Sabbat

logoIdW

SABBAT

…want de dag van die sabbat was groot… (Joh. 19: 31)

Het was een grote sabbat, de sabbat daags na het sterven van Jezus. Groot, omdat het niet zomaar een sabbat was, maar de sabbat dat ook het Paasfeest gevierd werd. Een voor de hand liggende verklaring voor de wat wonderlijke toevoeging van de evangelist, waarmee hij deze sabbat duidt: een grote sabbat.

Overigens doet de tekst ons voorkomen dat van de grote sabbat melding gemaakt wordt om reden te geven waarom de lichamen spoedig begraven moesten worden. Het staat er zo wonderlijk redengevend: “want de dag van die sabbat was groot.” En: “…daar het Voorbereiding was…” Moesten ze daarom zo spoedig begraven worden? Dat moesten ze toch sowieso? “…dan zal een lijk gedurende de nacht niet aan de paal blijven hangen (…) want een gehangene is door God vervloekt en gij zult het land dat de HERE, uw God, u geven zal, niet verontreinigen” (Deut. 21: 23).

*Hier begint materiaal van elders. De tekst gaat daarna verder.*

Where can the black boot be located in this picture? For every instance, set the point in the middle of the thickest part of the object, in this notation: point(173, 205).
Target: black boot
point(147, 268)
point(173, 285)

Maar het lijkt me niet dat Johannes het vreemde tussenzinnetje geschreven heeft om reden te geven aan de spoedige begrafenis, noch om bijvoorbeeld kalender-technische redenen, omdat de sabbat ditmaal toevallig op die en die dag viel (zie Ridderbos). Wil de evangelist met de grote sabbat niet opnieuw en voor de zoveelste keer aangeven dat het (Joodse) Paasfeest en de kruisiging en opstanding van Jezus als hetzelfde verstaan moeten worden? Als wezenlijk op elkaar betrokken? Alles wijst daar op. Zo vinden ‘kruis en opstanding’ natuurlijk niet toevallig plaats tijdens (of vlak voor) het grote feest. En zo worden Jezus’ benen niet gebroken, opdat het Schriftwoord vervuld zou worden dat met het Pascha geen been gebroken zou worden (Ex. 12: 46) én is de dag van die sabbat groot, daar het volbracht was.

Daar rustte Hij, aan de avond van die dag, de laatste der week, aan de avond van zijn leven, aan de avond van de wereld. Daar rustte Hij van al het werk dat Hij rondgaande, dienende en sprekende gedaan had (vgl. Gen. 2: 2-3). Hij heeft zichzelf geheel gegeven, alles gedaan voor al de zijnen.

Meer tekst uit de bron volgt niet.